Teeming with McCall Smith’s wonderful wit and charming depictions of Edinburgh, Love Over Scotland is another beautiful ode to a city and its people that continue to fascinate this astounding author.
PUBLISHERS WEEKLY
The irresistible third entry to the 44 Scotland Street series picks up with the residents of 44 Scotland Street where Espresso Tales left off and is as addictive as any book McCall Smith has written. Anthropologist Domenica has flown off to the Straits of Malacca to study modern-day pirates.
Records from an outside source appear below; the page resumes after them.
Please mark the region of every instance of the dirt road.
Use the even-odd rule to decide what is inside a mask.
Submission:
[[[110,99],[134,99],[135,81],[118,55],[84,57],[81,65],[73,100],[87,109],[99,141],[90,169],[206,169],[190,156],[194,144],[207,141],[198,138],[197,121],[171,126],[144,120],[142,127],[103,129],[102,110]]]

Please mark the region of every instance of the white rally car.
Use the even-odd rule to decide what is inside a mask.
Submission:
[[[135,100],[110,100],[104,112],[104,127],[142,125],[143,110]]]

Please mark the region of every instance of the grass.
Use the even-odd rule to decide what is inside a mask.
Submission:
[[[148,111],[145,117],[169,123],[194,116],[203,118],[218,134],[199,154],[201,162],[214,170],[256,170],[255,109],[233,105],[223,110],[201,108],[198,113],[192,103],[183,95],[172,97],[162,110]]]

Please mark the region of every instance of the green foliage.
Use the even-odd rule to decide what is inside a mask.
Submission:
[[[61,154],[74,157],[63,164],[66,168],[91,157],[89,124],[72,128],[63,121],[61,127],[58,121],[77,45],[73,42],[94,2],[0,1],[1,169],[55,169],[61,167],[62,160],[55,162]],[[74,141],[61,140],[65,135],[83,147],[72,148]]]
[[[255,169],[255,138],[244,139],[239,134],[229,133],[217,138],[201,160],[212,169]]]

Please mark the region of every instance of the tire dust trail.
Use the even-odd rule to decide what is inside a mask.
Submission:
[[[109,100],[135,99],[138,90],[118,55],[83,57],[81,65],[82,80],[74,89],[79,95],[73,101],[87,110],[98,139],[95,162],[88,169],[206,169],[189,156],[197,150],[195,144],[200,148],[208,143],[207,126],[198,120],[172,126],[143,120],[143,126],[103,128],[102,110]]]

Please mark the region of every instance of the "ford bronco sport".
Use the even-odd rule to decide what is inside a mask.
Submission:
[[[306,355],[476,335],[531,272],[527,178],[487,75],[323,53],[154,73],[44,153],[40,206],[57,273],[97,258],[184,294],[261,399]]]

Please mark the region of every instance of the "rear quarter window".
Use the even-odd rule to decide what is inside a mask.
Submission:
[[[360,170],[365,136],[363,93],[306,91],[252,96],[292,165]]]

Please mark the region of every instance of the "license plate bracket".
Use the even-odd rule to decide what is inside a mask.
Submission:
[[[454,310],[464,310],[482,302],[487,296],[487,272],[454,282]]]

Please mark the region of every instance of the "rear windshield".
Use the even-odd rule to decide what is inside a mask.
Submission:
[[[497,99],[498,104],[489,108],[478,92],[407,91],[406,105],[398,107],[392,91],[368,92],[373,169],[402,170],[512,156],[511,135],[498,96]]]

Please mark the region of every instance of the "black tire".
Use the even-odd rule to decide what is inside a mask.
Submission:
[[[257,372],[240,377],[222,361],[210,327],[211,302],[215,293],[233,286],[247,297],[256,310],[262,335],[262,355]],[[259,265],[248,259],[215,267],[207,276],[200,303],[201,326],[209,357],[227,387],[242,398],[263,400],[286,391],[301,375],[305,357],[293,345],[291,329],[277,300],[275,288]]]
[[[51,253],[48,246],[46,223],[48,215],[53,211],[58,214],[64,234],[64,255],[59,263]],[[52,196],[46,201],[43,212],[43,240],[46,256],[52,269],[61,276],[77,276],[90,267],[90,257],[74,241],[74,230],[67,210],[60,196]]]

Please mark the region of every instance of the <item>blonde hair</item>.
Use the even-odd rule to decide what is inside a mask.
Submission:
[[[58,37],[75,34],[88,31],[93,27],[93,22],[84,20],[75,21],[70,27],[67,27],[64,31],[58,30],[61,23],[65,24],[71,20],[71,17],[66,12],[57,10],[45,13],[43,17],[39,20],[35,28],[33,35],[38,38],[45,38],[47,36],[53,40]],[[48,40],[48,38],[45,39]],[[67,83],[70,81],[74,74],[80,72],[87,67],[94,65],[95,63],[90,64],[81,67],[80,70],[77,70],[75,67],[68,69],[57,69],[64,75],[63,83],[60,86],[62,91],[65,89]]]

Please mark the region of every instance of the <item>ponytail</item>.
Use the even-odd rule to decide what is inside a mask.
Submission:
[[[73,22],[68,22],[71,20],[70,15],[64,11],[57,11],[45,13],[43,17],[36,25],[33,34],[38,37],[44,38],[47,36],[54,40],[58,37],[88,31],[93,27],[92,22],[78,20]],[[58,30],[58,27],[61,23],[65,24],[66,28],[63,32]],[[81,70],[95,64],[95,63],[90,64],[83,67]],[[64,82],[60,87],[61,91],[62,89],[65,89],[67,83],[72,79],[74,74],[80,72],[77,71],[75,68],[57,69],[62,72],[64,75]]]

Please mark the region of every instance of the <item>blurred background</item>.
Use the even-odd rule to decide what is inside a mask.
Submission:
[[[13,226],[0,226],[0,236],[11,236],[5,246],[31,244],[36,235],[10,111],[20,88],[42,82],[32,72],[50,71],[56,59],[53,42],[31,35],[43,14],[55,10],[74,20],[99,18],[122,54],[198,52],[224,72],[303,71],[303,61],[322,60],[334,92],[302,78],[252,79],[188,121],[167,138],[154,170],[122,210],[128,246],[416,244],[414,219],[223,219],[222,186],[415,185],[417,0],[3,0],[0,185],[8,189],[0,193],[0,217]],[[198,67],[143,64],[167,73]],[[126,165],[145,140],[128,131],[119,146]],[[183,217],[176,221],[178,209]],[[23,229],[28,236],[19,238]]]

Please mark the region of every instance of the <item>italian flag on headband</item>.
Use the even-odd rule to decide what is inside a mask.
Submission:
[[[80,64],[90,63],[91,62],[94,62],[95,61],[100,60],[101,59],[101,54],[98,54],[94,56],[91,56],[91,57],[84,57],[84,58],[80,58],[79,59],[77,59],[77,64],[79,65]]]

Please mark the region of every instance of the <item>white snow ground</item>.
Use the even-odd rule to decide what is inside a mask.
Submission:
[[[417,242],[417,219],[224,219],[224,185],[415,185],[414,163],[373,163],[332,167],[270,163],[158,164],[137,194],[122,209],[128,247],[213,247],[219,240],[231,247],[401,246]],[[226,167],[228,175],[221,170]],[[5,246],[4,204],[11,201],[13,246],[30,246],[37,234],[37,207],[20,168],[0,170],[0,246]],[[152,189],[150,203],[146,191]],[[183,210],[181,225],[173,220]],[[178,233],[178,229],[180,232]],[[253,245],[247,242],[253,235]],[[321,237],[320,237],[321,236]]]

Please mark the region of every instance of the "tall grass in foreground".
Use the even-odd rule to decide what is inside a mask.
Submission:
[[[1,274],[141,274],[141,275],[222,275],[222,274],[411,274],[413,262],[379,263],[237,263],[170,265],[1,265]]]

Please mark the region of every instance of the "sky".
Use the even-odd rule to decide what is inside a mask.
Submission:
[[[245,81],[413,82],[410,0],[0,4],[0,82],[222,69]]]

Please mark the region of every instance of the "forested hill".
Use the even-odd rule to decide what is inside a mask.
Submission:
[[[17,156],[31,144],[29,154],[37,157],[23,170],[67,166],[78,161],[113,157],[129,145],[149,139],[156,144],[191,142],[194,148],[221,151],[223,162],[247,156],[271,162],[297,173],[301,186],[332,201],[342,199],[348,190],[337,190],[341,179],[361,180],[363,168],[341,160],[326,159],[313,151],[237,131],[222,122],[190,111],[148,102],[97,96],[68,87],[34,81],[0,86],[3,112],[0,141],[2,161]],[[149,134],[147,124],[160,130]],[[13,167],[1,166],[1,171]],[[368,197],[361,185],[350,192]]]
Back in Edinburgh, Pat moves from 44 Scotland Street and develops a crush on fellow art student Wolf, whose strange ways hint at a darker subplot that involves Pat's flatmate. Pat moves in with gallery owner Matthew, who struggles with both a sudden fortune and a yearning for Pat. Meanwhile, child prodigy saxophonist Bertie becomes a reluctant member of the Edinburgh Teenage Orchestra at age six and later, on a trip to Paris, finds himself wonderfully unsupervised. Poet/portrait painter Angus is tormented by the theft of his beloved dog Cyrus. The proceedings sparkle with McCall Smith's trademark wit ("It was not always fun being a child, just as it had not always been fun being a medieval Scottish saint"), proving once again, he's a true treasure. Illustrations by Iain McIntosh enliven the text.